As far as genetics go, parrot mouth is NOT directly inheritable. It is rare to see an individual sire or mare throwing an abnormally high number of parrot mouthed foals. The most common cause of it is when a mare is bred to a stallion with a very different head type than she has. Surprisingly, these two animals often have normal teeth structure, yet when they are bred, the mismatch is so great that a parrot mouthed offspring is produced.
This occurs most often when a stocky and short, wide headed stallion is bred to a lean long headed mare. Thus a breeder needs to be careful and considerate even of head type when planning to breed a superior foal.
It is important to remember that malocclusions in horse’s teeth (when they are not in the correct positioning and alignment) is poorly understood when it comes to how inheritable it is, and is often a very complex mismatch of many genes. Having a badly malformed mouth in your horse may present a risk in breeding, but certainly doesn’t mean that animal will throw offspring with a similar condition.

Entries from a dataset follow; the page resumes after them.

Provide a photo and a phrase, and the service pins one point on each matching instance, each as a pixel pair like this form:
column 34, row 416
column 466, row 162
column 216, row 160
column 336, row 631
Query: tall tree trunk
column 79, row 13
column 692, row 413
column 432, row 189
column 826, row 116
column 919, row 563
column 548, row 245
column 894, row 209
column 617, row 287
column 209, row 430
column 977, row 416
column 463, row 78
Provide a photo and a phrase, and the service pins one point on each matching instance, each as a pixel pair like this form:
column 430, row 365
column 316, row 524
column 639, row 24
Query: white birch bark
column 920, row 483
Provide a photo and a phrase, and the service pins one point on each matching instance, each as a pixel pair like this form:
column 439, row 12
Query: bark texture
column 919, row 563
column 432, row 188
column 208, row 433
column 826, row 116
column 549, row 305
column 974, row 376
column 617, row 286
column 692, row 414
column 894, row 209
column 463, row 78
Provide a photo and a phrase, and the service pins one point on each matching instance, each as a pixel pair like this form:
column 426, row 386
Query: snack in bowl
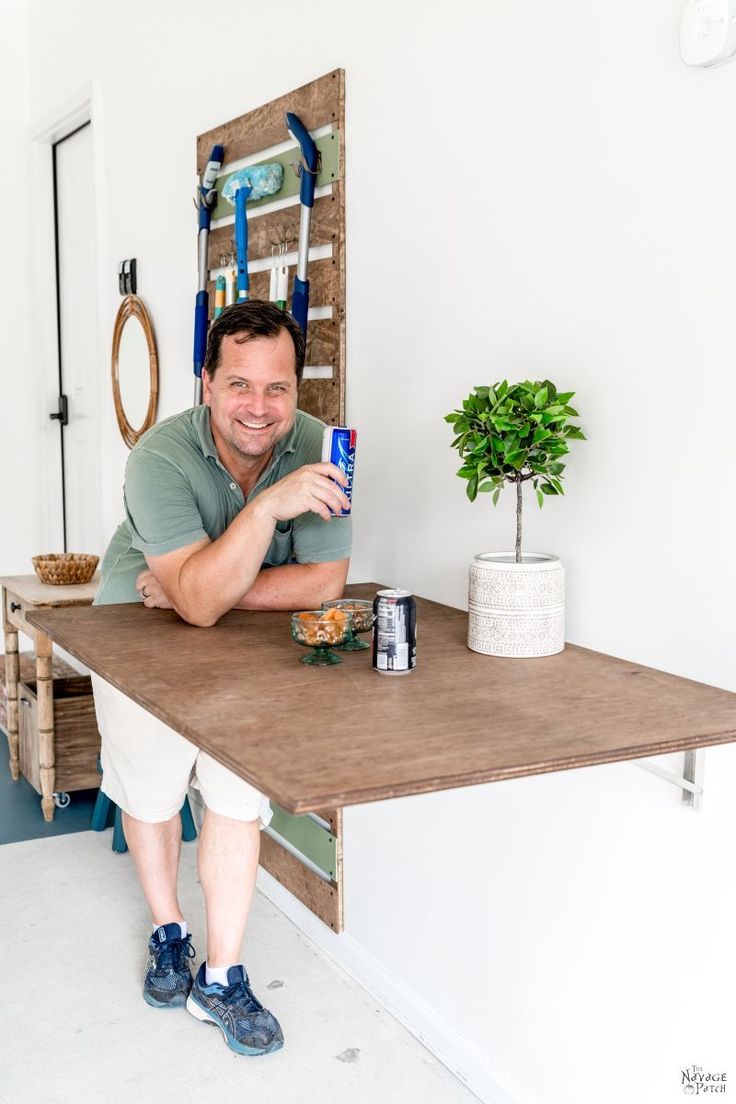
column 321, row 629
column 363, row 617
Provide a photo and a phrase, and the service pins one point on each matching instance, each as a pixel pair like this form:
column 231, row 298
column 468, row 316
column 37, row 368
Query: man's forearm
column 213, row 579
column 294, row 586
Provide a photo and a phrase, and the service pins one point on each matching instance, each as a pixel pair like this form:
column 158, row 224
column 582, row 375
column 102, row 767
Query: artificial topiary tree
column 511, row 434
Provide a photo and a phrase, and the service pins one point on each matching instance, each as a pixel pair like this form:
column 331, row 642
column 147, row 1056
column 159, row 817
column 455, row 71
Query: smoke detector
column 707, row 32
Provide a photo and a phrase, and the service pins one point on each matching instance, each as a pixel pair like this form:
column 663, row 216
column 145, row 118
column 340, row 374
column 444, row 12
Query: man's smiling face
column 253, row 395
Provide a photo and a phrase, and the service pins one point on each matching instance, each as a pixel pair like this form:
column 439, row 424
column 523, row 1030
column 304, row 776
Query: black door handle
column 63, row 413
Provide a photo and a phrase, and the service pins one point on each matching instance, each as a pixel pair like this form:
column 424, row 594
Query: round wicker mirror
column 135, row 370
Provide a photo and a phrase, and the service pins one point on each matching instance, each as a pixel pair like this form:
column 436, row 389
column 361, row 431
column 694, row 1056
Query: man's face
column 253, row 395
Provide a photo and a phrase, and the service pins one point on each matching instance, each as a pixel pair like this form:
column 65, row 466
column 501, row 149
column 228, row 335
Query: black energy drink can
column 394, row 633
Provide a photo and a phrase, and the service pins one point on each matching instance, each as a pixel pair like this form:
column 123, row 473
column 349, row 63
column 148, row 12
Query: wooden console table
column 315, row 738
column 20, row 595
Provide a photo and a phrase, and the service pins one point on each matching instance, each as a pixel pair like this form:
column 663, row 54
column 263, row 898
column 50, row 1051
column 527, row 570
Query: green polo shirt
column 177, row 491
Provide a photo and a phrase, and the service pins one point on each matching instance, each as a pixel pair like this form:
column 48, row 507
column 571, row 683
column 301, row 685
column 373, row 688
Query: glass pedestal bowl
column 363, row 617
column 321, row 629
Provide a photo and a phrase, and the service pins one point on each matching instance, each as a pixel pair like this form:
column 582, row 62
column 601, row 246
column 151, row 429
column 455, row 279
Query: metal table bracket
column 691, row 781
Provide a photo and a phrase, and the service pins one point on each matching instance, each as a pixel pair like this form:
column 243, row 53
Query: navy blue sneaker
column 247, row 1026
column 168, row 976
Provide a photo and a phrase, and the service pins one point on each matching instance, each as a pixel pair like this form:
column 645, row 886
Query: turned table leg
column 12, row 678
column 45, row 697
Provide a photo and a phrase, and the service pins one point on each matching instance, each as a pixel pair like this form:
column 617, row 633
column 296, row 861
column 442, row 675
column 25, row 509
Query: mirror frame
column 132, row 307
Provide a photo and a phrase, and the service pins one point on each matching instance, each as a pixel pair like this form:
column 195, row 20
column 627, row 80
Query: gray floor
column 74, row 1027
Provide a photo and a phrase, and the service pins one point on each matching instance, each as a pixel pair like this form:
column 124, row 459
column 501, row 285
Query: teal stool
column 106, row 814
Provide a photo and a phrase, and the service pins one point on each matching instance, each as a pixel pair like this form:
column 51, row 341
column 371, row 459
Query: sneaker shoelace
column 174, row 953
column 241, row 994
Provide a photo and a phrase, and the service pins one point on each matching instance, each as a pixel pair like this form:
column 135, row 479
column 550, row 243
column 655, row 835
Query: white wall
column 20, row 520
column 533, row 190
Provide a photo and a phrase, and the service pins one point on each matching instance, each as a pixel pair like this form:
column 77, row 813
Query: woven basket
column 65, row 568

One strategy could be to not re-mate a mare to a particular stallion if a parrot mouthed foal is produced by that mating.

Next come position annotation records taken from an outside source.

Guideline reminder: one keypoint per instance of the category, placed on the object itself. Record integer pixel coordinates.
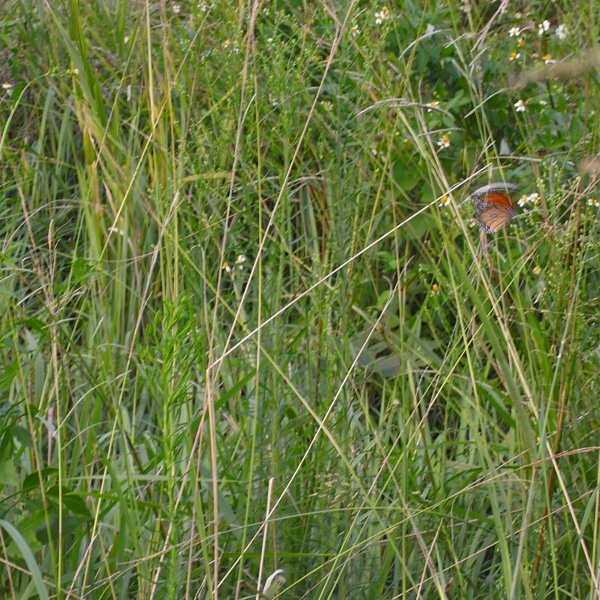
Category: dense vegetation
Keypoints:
(248, 324)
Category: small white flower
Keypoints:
(380, 17)
(444, 142)
(543, 27)
(561, 32)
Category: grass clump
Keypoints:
(247, 325)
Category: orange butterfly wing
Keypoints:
(494, 211)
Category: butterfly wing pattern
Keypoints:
(493, 206)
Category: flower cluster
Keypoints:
(444, 142)
(444, 201)
(382, 16)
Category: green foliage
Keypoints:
(250, 341)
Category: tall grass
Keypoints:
(246, 325)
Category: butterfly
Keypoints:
(493, 206)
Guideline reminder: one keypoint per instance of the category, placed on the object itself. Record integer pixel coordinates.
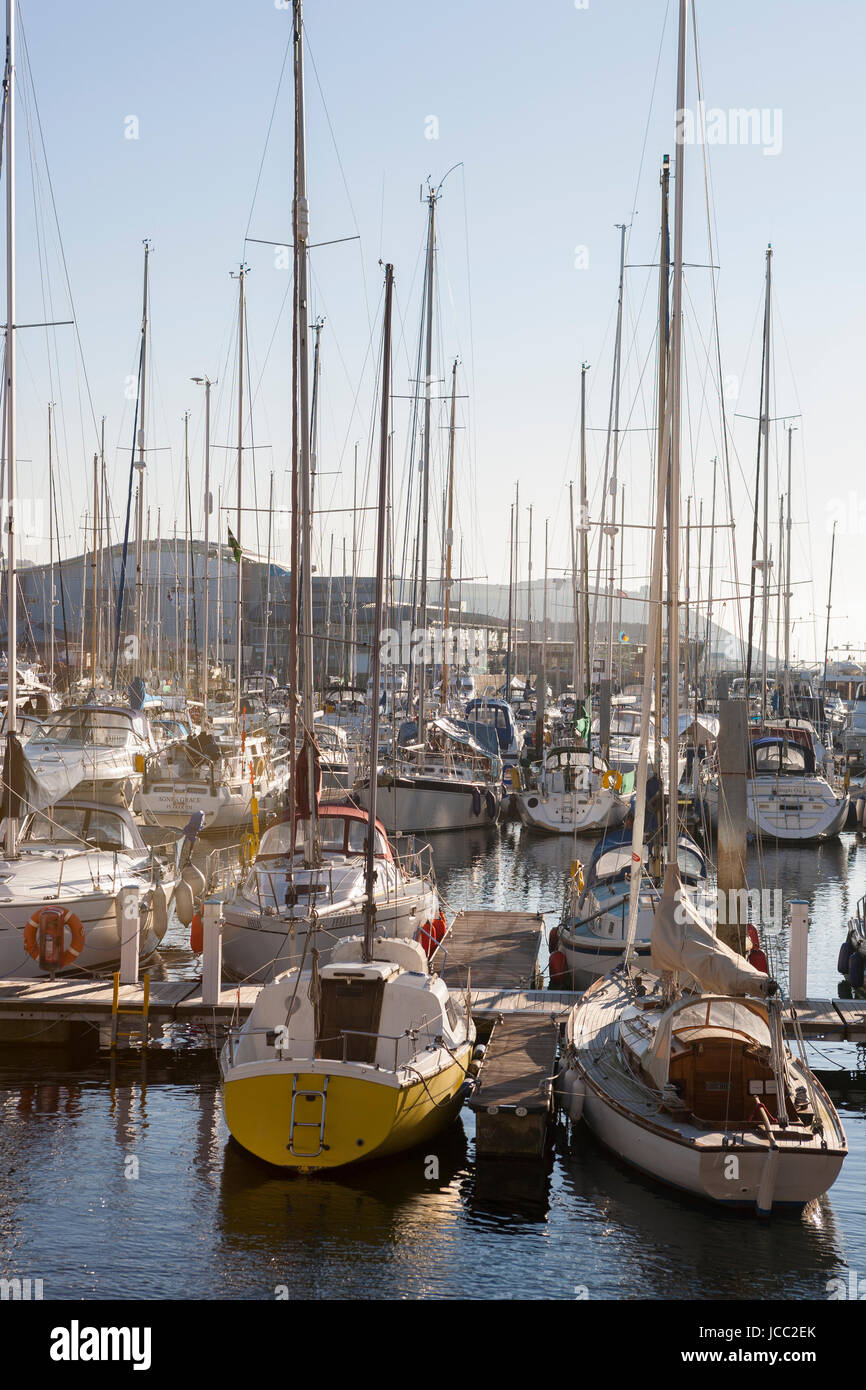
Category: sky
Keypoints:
(173, 123)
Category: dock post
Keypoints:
(127, 911)
(211, 955)
(798, 948)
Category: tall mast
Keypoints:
(267, 588)
(50, 553)
(431, 234)
(95, 576)
(709, 597)
(508, 649)
(765, 426)
(663, 462)
(617, 366)
(317, 328)
(186, 570)
(530, 612)
(239, 513)
(673, 613)
(11, 719)
(139, 464)
(159, 588)
(786, 571)
(377, 622)
(585, 688)
(449, 533)
(302, 234)
(353, 630)
(207, 384)
(829, 606)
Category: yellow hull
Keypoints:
(364, 1118)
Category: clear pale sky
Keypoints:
(551, 111)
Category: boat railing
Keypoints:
(274, 1039)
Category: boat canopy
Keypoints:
(781, 755)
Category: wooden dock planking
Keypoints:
(492, 950)
(513, 1100)
(816, 1019)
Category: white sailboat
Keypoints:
(684, 1070)
(366, 1055)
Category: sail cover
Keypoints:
(683, 941)
(24, 790)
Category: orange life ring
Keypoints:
(77, 936)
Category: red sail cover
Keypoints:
(302, 791)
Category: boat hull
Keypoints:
(256, 947)
(366, 1115)
(424, 805)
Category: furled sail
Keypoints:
(27, 788)
(683, 941)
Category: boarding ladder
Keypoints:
(303, 1093)
(138, 1012)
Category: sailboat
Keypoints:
(790, 801)
(366, 1055)
(683, 1070)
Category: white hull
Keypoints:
(787, 811)
(256, 948)
(102, 930)
(430, 804)
(223, 806)
(565, 813)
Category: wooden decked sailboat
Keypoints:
(684, 1070)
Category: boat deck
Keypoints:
(492, 950)
(513, 1101)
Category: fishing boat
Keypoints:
(218, 773)
(367, 1054)
(787, 798)
(281, 904)
(104, 747)
(449, 781)
(573, 791)
(592, 931)
(81, 879)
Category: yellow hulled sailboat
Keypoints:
(356, 1061)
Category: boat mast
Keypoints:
(431, 234)
(186, 570)
(50, 555)
(241, 278)
(612, 528)
(139, 466)
(765, 426)
(302, 234)
(663, 462)
(508, 649)
(267, 588)
(673, 612)
(377, 623)
(829, 606)
(584, 559)
(787, 577)
(449, 535)
(11, 709)
(159, 590)
(95, 573)
(207, 384)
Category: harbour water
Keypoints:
(120, 1180)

The real problems with being parrot mouthed are due to the fact that horses’ teeth are hypsodont teeth — that means that they have long crowns up in the bone and continue to erupt or move into the mouth throughout life — up to a point where there is no more tooth left to erupt into the mouth. If they are not opposing another tooth, they continue to erupt into the mouth to a point where they are a problem and dig into the opposite jaw or the roof of the mouth.
Horses’ teeth do not grow indefinitely like rabbits’ teeth, but for some time they continue to erupt into the mouth — with the purpose being to replace the tooth which is worn away during the chewing process.
Because a paddock grazing horse may on average chew approximately 20 million times per year, the highly repeated grinding of tooth on tooth, or tooth onto fibrous feed material will lead to wearing away of the tooth. Thus new tooth needs to erupt into the mouth to replace the tooth which has been worn away. This tooth eruption process usually continues up until the horse is 15- 20 years of age.
The eruption process of teeth works fine if the teeth all line up even and oppose one another. But if they are not matched, then the tooth which is not opposed will continue to erupt into the mouth and become longer and longer.
As the elongating tooth or teeth become more prominent, they may cause the tooth to be moved or forced out of its normal position and may also restrict the whole jaw’s normal RCM (rostro-caudal movement) while eating or when ridden.
Some examples of the secondary effects of parrot mouth are elongated lower incisors — where the lowers may cause ulceration of the roof of the mouth’s (palate) lining (mucosa). This obviously can be painful to the horse and restrict its ability to graze properly.
It is not surprising that it is uncommon to see badly parrot mouthed horses surviving into their late teens.